Presumably the p-value gets rounded down to 0 if the value becomes so small that R cannot represent it anymore using its normal floating point type? Is there a simple way to obtain the exact number or is the best I can do to report p < 2.2e-16?

Gavin Simpson
  • 37,567
  • 5
  • 110
  • 153
Nils
  • 273
  • 1
  • 9
  • 1
    See the help page for `cor.test` where it states "pKendall and pSpearman in package SuppDists, spearman.test in package pspearman, which supply different (and often more accurate) approximations." Loading `SuppDists`, extracting `$estimate` from your `cor.test` result, and passing it to `pSpearman` gives an allegedly exact value. – whuber Jun 29 '15 at 22:20
  • 2
    Tests in vanilla R simply don't report p-values [lower than `.Machine$double.eps`](http://stats.stackexchange.com/questions/78839/how-should-tiny-p-values-be-reported-and-why-does-r-put-a-minimum-on-2-22e-1/78840#78840). See that link for an explanation of why it makes little sense to discuss any notion of "exact" p values anywhere near that small anyway. It's a bit like arguing about how many angels can dance on the head of a pin, when you can only look at a different type of pin to the kind you want to discuss. The extreme tails depend heavily on assumptions like between-point independence. – Glen_b Jun 30 '15 at 01:09
  • Ben Bolker's comment under another answer at that link is especially apt: "such small p-values [...] are so tiny that the probability that the NSA broke in and tampered with your data [...] is far, far, higher than the nominal p-value. ". (I sometimes give examples that relate to cosmic rays flipping a few important bits in your data, but I think his example is probably more apt.) – Glen_b Jun 30 '15 at 01:21
  • @Glen_b It is nevertheless worthwhile paying attention to such things.
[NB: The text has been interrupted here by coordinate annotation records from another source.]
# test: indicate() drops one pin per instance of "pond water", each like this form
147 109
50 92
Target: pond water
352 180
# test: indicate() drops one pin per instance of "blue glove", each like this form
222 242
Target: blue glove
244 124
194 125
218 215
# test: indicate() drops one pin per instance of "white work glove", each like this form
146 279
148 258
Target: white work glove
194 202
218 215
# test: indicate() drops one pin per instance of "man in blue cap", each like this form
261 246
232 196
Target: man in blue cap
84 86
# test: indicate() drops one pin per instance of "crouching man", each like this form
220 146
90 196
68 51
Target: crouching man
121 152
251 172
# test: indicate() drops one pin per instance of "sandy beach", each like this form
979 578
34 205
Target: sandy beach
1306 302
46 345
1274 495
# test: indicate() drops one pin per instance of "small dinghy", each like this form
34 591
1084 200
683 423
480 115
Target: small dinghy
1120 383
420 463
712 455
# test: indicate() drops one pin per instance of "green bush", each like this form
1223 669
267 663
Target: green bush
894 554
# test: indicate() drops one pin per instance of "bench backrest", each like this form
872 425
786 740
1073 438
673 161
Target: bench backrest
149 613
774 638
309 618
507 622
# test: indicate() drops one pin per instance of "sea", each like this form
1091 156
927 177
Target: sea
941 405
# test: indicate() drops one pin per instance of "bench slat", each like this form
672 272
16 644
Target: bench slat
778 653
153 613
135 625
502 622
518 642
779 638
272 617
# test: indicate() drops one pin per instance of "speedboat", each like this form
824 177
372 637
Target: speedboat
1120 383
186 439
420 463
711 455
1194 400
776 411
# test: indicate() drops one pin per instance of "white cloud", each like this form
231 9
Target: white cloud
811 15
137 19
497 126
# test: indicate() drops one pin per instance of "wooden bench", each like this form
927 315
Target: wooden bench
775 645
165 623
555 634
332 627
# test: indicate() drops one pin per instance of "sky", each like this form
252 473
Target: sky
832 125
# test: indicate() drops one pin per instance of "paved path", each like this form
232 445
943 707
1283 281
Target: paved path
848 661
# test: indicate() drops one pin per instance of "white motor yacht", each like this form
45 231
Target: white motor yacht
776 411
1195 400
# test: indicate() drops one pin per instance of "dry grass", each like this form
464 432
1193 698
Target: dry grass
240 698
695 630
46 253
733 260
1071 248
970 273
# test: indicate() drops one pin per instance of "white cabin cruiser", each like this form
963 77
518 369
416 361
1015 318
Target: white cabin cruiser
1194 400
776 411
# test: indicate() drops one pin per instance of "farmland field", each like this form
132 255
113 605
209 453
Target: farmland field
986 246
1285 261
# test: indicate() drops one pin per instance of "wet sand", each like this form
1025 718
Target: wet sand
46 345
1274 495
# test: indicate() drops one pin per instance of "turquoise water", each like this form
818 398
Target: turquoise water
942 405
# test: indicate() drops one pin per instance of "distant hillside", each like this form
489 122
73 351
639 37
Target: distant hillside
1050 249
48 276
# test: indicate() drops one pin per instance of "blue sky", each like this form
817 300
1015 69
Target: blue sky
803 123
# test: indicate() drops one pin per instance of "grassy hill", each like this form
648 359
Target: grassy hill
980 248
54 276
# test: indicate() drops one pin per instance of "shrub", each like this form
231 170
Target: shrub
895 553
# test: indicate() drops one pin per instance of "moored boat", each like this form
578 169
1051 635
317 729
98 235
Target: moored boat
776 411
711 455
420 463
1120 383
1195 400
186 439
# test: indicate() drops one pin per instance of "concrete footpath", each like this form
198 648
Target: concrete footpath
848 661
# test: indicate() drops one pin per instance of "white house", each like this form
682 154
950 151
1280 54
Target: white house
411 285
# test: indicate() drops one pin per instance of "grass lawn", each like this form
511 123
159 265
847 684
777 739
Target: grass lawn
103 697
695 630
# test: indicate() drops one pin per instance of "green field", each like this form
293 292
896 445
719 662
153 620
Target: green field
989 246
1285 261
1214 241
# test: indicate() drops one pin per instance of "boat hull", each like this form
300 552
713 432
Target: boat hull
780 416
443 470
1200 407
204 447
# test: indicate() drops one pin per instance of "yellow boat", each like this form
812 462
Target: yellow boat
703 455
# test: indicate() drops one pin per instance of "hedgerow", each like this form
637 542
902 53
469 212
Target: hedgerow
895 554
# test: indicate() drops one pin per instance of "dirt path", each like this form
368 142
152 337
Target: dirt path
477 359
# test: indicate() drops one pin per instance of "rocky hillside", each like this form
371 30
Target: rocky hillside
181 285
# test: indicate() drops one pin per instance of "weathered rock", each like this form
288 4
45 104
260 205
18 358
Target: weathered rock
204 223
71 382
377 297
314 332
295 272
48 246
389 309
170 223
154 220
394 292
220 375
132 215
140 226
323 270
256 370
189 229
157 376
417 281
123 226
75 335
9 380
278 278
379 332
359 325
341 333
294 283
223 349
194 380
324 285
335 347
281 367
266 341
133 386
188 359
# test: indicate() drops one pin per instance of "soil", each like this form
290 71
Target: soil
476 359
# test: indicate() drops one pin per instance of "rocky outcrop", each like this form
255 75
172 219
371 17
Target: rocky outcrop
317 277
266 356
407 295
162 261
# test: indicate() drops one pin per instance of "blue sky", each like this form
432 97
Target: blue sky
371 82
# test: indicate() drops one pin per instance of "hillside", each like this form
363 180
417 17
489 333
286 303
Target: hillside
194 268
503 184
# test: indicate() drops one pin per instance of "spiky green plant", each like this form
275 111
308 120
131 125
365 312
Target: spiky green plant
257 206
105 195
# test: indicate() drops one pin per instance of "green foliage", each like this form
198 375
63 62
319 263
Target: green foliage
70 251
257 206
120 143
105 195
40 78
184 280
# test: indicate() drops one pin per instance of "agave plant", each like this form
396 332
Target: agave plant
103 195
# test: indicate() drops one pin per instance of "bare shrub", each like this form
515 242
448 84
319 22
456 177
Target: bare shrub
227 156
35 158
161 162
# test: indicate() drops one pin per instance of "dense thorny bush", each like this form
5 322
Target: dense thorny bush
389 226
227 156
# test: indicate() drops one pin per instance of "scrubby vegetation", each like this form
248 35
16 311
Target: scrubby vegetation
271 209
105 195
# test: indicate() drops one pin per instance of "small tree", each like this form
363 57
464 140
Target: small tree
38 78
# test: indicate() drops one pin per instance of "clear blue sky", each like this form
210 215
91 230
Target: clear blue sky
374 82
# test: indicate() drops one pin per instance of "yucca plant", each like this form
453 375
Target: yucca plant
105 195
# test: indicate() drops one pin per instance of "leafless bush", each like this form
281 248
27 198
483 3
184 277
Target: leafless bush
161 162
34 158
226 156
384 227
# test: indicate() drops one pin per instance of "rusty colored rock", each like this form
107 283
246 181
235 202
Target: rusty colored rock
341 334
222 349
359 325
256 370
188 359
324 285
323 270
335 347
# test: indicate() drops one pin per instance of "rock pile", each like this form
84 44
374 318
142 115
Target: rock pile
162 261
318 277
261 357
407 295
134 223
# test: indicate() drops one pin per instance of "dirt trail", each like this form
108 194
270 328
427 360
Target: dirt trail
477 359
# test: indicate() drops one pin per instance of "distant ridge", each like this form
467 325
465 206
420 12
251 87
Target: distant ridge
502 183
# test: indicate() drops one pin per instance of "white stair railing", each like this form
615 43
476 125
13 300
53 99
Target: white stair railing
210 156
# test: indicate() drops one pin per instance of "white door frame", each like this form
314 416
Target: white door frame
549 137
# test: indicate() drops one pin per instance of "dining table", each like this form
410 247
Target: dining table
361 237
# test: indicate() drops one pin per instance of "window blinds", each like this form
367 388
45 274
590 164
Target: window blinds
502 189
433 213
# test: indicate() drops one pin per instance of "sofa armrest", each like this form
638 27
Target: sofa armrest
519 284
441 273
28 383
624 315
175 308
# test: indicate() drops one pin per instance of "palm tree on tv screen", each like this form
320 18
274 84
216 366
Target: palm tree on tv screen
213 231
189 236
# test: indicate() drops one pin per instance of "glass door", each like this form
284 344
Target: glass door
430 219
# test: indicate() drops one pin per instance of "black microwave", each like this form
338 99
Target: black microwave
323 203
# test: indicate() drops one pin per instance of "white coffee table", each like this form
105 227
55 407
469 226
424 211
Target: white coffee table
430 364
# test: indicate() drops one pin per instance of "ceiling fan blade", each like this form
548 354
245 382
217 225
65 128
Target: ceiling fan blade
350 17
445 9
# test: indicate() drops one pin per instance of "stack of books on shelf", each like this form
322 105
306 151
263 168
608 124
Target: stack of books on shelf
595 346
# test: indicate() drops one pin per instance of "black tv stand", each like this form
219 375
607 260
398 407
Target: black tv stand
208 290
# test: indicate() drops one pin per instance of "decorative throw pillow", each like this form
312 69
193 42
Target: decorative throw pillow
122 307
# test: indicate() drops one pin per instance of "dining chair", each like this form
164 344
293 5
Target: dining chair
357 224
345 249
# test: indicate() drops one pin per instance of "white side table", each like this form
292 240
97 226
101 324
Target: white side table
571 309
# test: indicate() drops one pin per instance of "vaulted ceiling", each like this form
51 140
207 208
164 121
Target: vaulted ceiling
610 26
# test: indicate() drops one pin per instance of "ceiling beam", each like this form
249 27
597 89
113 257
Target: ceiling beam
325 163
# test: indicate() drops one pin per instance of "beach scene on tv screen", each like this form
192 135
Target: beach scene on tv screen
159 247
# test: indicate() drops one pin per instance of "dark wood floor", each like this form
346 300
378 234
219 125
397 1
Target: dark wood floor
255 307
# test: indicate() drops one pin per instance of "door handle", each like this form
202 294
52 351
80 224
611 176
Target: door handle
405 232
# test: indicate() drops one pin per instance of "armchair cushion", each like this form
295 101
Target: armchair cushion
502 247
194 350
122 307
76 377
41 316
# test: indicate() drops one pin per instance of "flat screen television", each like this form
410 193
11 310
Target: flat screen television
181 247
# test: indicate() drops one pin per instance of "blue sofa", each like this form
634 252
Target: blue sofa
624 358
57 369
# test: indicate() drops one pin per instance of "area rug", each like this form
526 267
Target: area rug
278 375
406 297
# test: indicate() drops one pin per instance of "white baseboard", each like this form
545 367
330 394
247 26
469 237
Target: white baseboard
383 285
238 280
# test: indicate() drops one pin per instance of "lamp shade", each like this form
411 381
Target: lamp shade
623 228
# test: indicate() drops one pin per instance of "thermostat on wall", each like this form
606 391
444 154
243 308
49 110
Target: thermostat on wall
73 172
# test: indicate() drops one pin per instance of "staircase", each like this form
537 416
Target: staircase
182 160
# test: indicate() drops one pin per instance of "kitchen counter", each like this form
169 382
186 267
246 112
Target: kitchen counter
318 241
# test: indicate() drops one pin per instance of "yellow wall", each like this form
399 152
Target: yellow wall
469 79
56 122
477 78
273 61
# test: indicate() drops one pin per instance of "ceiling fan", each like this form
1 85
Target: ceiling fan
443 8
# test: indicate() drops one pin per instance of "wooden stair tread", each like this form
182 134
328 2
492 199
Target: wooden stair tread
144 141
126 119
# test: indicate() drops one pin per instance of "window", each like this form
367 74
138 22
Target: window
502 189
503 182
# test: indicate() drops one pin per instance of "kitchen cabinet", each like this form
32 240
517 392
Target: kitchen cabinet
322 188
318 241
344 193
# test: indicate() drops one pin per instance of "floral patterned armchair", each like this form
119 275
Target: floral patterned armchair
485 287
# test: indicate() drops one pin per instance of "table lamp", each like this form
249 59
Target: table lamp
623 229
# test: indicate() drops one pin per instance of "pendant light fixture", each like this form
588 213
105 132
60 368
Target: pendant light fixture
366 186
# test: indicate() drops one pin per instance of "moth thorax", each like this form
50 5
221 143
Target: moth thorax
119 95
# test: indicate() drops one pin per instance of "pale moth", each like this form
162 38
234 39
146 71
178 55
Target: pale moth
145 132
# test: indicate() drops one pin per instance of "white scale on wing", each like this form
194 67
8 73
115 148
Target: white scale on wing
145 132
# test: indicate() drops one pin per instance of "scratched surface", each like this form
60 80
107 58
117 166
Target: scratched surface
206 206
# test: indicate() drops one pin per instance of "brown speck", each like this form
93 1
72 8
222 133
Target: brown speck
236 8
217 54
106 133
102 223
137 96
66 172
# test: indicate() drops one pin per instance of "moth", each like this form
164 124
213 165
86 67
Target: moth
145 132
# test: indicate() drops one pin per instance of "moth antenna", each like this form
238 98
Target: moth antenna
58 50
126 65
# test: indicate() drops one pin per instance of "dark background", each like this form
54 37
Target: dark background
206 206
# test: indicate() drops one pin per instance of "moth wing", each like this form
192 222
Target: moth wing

Tiny differences among unusual values can sometimes be the only evident indications that something is wrong with an algorithm: they are the proverbial canaries. In this case it is also intriguing that SciPy's Spearman $\rho$ statistic (as well as its p-value) differs from that in `R`, even though they agree to many d.p. Although these differences may be inconsequential, upon observing them we must immediately mistrust the output of *both* programs for *all* inputs until we understand the reason for the discrepancy. – whuber Jun 30 '15 at 13:23
  • @whuber certainly the difference in $\rho$ values is important; with that, we'd expect a difference in p-values. I simply didn't address that aspect in my comments. – Glen_b Jun 30 '15 at 16:10

0 Answers0